It is commonly
believed that anyone who tabulates numbers is a statistician.
This is like believing that anyone who owns a scalpel is a surgeon.
TWO METHODS FOR INFERENCE:
CONFIDENCE INTERVALS are used to estimate the "value" of a population parameter.
The interval establishes boundaries between which we can have a specified level of confidence about our parameter of interest. There are different levels of confidence and we will use the most common ones and also learn to calculate any desired level.
TESTS of SIGNIFICANCE assess the evidence for a "claim" about the population as a result of gathered data. These tests determine whether the results can be explained by chance occurrence or not and whether the results differ enough from chance to be statistically significant.
procedures are based on sampling distributions, from sample proportions or
sample means, and report the probabilities that state what would happen if we
used inference methods many times. Long run regular behavior is required.
Inference is most reliable when data comes from RANDOMIZED samples.
We must rely on previously learned concepts especially normal distributions and the Central Limit Theorem as we move forward with our logic.
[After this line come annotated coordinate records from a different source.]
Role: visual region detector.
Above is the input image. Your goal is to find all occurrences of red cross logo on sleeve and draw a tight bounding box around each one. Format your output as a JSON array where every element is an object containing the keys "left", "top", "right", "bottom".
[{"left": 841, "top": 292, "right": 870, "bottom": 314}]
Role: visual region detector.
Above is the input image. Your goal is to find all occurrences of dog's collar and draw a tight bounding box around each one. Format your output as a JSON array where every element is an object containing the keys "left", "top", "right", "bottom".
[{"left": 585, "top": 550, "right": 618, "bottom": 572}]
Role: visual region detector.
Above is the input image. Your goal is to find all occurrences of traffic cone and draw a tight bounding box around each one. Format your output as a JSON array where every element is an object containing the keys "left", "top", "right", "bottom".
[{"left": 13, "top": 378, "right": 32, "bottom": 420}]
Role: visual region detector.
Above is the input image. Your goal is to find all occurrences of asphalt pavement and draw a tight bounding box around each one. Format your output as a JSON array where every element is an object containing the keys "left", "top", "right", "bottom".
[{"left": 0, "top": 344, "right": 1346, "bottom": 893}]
We also will rely on standard deviation of the sample = standard deviation of the population divided by the square root of N (number of trials in the sample).
When we make a claim about a population parameter we can say that the parameter is "somewhere around" our sample statistic. SOMEWHERE AROUND is not precise enough. A better question would be "How would the sampling statistic vary if we took many samples of equal size from the same population."
We will be developing many mathematical formulas and using reasoning skills throughout our study of inference.